Working with time-series cross-sectional data in machine learning (30 mins)

Economists and political scientists constantly work with data that has a cross-sectional (e.g. between country) and time-series (e.g. within countries over years) structure. This poses an interesting challenge for when we perform a train / test split. If we use train_test_split on such data, the function will assume that it is cross-sectional and perform an initial split without taking the time-series dimension into account. In doing so, we run the risk of:

  • Using future values to predict the past
  • Using information from the same country in the training and testing sets

Naturally, a few solutions follow from this issue:

  • Use earlier years to train the model and later years to test it.
  • Use some countries to train the model and other countries to test it.

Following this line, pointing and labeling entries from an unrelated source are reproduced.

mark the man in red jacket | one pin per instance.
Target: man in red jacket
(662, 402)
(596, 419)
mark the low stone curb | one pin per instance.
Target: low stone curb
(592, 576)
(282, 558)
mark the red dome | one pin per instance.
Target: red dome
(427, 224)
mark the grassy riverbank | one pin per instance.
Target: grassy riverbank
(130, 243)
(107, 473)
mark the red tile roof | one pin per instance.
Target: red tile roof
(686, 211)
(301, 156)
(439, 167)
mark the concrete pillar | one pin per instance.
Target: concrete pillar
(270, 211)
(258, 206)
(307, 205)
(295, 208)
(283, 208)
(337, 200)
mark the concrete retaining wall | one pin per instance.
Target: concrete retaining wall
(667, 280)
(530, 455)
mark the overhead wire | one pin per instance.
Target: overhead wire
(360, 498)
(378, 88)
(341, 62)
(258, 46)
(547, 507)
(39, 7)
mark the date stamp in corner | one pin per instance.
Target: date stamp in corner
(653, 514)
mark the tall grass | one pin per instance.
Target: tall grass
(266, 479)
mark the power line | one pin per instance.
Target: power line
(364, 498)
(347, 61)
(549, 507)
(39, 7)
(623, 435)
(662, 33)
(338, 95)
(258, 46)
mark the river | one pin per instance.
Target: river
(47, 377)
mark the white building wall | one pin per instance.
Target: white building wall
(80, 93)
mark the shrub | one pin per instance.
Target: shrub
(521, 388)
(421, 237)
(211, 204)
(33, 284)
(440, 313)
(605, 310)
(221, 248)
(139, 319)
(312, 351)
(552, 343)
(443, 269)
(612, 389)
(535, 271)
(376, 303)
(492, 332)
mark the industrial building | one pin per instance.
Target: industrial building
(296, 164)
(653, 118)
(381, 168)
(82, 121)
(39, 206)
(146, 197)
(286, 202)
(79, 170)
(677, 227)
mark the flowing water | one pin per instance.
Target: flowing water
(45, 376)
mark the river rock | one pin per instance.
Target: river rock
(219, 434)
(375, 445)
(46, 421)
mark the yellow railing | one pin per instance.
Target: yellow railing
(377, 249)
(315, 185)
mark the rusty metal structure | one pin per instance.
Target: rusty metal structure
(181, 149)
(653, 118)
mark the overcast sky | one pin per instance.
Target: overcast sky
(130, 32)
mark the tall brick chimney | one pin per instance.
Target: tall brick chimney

📝Task: Use GDP per capita in the Gapminder data set (see the Week 2 lab) to predict life expectancy.

Open the data set.

# Code here

Convert the variable names to snake case (see Lab 2).

# Code here

Splitting the data by year

Use data from 2007 as the testing data, and all other years as the training data.

# Code here

Split the training / testing data into outcomes and features (remember to convert the series into a one-column data frame).

# Code here

Build a linear model on the training set, and evaluate it on the test set, using RMSE

# Code here

Splitting the data by country

Create an array of all unique country values.

# Code here

Randomly sample 36 countries (~25% of all countries in gapminder) to be in the test set.

💁Tip: You’ll need a couple of functions from numpy.random first, to set a random seed (seed) for reproduceability and, second, to select the number of countries (choice).

# Code here

Split the data into training and testing sets.

# Code here

Split the training / testing data into outcomes and features (remember to convert the series into a one-column data frame).

# Code here

Build a linear model on the training set, and evaluate it on the test set, using RMSE

# Code here

👉 NOTE: When working with TSCS data, you may need to calculate 1 or more period lags for all features to reduce the possibility of reverse causation. We have not opted to do this in order to focus on the train / test split itself but these should nevertheless be considered in the real world.